By Sammie Jones-
Approximately 2.3 million people across the UK are seeking refunds, after being denied their money back for flights they could not take in the last year, according to new research from Which?.
Since the UK went into its first lockdown in the middle of March last year, millions of people have had flight bookings that were not cancelled by the airline, but for reasons that were often out of their control they could not take, meaning that they were not legally entitled to a refund or guaranteed a successful claim through their travel insurance or bank.
Research from the consumer champion has found that approximately 2.3 million people across the UK have been left out of pocket for flights that were not cancelled, despite circumstances often meaning they reasonably – or in some cases, legally – could not travel to their destination.
Under EU 261 regulations, passengers flying on an EU-based carrier or flying from a country in the EU are entitled to a full refund within seven days if their flight is cancelled by the operator.
Surprisingly, the regulations do not currently offer passengers any protection if their flight is not cancelled. Airlines don’t want to suffer all the financial losses that would result if all refunds were given.
Several contracts between passengers and airlines have been frustrated during the pandemic but the passengers have to pick up the pieces.
Many passengers have been prevented from travelling because of local or national lockdowns, restrictions preventing entry at their destination, or the Foreign, Commonwealth & Development Office (FCDO) advising against non-essential travel.

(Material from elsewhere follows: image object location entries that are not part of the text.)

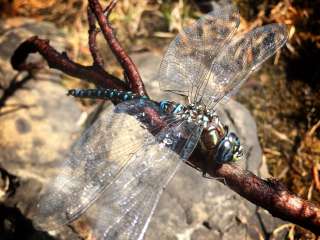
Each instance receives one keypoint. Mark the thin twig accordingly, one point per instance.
(269, 194)
(93, 32)
(124, 60)
(62, 62)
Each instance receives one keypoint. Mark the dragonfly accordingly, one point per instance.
(131, 152)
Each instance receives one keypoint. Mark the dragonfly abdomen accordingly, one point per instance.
(105, 94)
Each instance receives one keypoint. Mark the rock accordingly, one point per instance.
(193, 207)
(37, 127)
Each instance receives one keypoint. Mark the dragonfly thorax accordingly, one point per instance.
(200, 115)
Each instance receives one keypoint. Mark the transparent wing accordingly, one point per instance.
(125, 209)
(237, 60)
(191, 53)
(96, 160)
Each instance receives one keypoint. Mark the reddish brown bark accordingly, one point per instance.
(124, 60)
(62, 62)
(269, 194)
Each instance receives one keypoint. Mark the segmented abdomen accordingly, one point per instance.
(106, 94)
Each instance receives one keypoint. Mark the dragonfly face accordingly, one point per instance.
(223, 147)
(122, 163)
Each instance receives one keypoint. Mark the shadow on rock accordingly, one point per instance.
(13, 225)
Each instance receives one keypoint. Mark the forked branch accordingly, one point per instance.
(269, 194)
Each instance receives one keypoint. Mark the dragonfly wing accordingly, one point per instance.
(192, 51)
(237, 60)
(126, 207)
(96, 160)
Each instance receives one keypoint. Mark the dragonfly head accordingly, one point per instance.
(171, 107)
(229, 149)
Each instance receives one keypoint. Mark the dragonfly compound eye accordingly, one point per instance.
(228, 149)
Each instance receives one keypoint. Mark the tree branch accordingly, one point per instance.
(269, 194)
(63, 63)
(124, 60)
(93, 32)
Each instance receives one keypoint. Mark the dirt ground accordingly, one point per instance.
(283, 96)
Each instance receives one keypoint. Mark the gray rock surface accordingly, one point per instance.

Passengers caught up in this misfortune have simply been asked to rebook their flights or losing their money. Refunds have been possible for passengers who insured their flights, but not all.
Rebooking flights often inflates the price, depending on the new date of travel, which is still uncertain because of the unpredictable nature of the pandemic. .
Those with package holidays would have had their bookings cancelled by the provider in these circumstances, entitling them to a full refund, many airlines continued to operate flights to countries with an FCDO warning against non-essential travel, on the basis that they needed to operate them as scheduled in order to facilitate essential travel.
Rory Boland, editor of Which? Travel, said: “For almost a year now, Which? has been hearing from frustrated passengers who’ve been left out of pocket for flights they were unable to take, often through no fault of their own, because the flight went ahead as scheduled.
“While some have successfully been able to claim on their travel insurance or through their bank, others have been left high and dry.